Dat Jezus verwacht dat Zijn volk tussen hemelvaart en wederkomst vasten is duidelijk. De ‘wachtende en verwachtende Kerk’ uit haar verlangen naar Zijn komst met bidden en vasten. Vasten is dan een uiting van ons heimwee voor Zijn wederkomst en wat daarop volgt. Leef dat onder Gods heiligen of slapen we met de dwazen maagden, en maken ons druk om alles en nog wat, maar niet Zijn wederkomst? Zijn we meer als Jona, slapend onderin de boot, terwijl de wereld om ons heen vergaat en op hun knieën lagen voor hun goden (Jona 1:5)? Ook Mattheüs 6:16-18 is duidelijk. Vaak horen we over de juiste manier van ‘geven’ en van ‘bidden’ maar de volgende preek gaat niet over ‘vasten.’ Waarom deze stilte? De Bergrede mag misschien niet zo bevindelijk zijn maar het is nog steeds de preek over hoe de Koning verwacht al Zijn onderdanen te leven gedurende de periode tussen hemelvaart en wederkomst. Vasten hoort daar ook bij.
Met vasten verdien je niks. Het is geen hongerstaking waarmee je God tot actie zoekt te dwingen. Vasten zonder een geestelijk doel heeft totaal geen zin. Het is je eigen een beetje martelen. Aan het eind van je vasten heb je bewezen dat je grote wilskracht hebt om het knijpen van je maag voor een aantal uren te negeren. Vasten zonder oprechte liefde tot je naaste raakt Gods hart niet (Jesaja 58). Hij ervaart het als een gruwel (Jesaja 1:11).

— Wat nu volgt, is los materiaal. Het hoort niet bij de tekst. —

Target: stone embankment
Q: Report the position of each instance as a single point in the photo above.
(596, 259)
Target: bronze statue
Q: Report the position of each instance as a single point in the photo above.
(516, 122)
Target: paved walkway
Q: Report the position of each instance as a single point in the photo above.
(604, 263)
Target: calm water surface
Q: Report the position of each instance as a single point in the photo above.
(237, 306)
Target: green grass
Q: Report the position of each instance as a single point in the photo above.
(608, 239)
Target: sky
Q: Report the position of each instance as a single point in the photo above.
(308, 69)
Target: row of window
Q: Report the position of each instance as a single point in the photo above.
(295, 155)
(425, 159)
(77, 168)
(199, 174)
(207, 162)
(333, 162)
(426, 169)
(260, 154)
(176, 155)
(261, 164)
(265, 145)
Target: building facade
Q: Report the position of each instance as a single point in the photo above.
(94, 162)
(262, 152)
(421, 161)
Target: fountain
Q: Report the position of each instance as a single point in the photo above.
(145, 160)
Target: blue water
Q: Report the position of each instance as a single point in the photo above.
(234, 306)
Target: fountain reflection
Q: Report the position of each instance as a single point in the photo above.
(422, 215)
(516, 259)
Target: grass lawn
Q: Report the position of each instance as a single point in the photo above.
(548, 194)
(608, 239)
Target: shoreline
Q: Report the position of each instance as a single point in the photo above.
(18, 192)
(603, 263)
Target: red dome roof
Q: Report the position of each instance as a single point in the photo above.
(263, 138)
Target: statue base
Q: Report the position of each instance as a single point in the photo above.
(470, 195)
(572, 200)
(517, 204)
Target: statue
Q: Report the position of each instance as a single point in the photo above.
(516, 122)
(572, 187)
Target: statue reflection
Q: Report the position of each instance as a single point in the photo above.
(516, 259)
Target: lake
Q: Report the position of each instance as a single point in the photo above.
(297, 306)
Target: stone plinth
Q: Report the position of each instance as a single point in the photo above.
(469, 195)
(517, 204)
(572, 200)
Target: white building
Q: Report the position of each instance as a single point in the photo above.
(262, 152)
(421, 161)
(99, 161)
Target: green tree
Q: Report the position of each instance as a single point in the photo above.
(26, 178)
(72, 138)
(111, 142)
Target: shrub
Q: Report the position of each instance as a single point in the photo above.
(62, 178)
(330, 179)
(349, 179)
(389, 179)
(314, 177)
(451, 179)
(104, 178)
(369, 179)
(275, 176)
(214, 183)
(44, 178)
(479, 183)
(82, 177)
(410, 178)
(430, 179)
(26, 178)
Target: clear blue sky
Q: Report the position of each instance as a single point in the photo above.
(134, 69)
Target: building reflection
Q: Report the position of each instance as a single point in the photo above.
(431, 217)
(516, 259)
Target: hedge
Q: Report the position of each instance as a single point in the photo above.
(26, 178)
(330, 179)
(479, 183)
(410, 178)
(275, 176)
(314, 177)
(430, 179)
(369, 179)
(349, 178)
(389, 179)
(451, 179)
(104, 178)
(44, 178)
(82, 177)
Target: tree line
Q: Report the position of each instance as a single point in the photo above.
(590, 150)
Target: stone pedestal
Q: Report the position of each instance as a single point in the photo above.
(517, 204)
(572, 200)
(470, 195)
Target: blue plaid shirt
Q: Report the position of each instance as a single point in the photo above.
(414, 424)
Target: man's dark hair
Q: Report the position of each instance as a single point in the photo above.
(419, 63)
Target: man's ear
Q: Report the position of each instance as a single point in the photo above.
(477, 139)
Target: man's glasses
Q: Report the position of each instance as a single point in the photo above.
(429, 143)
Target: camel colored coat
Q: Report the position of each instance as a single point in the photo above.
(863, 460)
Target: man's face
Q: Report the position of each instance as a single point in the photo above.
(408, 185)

Vasten maakt je ook helemaal niet meer geestelijk. Denk niet dat vasten je gebedsleven gaat helpen. Als we zo denken over vasten, dan zitten we totaal in de verkeerde laan. We worden alleen maar meer oprecht, geestelijkgezind, meer biddend, meer bewogen over de zonde, en versterkt om godzalig te leven door het geloof in en omgaan met Christus (Joh.15:4-5). Door het geloof verenigd met Hem komen er geestelijke vruchten. Vasten is dus geen boom die vruchten brengt in ons leven. De Ware Wijnstok is Jezus alleen. Zonder aan Hem verbonden door het geloof blijven we een vruchteloze tak. Vasten is een vrucht van een diep en intiem geestelijk leven met God en voor God.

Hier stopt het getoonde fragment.